Maybe, as a little sidenote, we should mention that a battery company named BYD was founded in China around 1995.
Conclusion
This is the era of lots of small stuff happening. Only a few advances in research have been made, and most efforts have died down again, which makes the 20th century almost an forgettable era in terms of EVs.
Why oil-poor car manufacturing countries like Japan, Germany, France, and Italy kept favoring Internal Combustion Engines (ICE) seems like a mystery now. Few countries have oil, but all countries can create electricity. Electric power can be generated from various sources, including water, sun, wind, waves, geothermal, and nuclear power plants, and each country can determine or at least influence the pricing. But oil needs to be bought on the world market and in Petrodollars. And oil-rich countries are setting the rules and the price. And they can crash economies, their own and others. This was felt dearly in 1973, in 1979 and again, just recently, when Russia invaded Ukraine.

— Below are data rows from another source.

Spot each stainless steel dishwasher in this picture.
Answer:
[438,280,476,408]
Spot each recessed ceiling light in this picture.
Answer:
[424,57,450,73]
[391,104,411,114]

Now that the EV technology is as advanced as it is, oil-poor countries like Japan, Germany, Korea, France, and China would be foolish to go backwards. They will ramp up research, technology, and infrastructure even more. And if the US wants to be left behind and keep its reliance on fossil fuel and coal, so be it. But for these other countries, there is just no reasonable path to going back.
And especially since the US Oil Industry is calculating that the Energy Return of Investment (EROI) for gasoline might dip into the negative, also referred to as “Energy Cannibalism“, by 2035.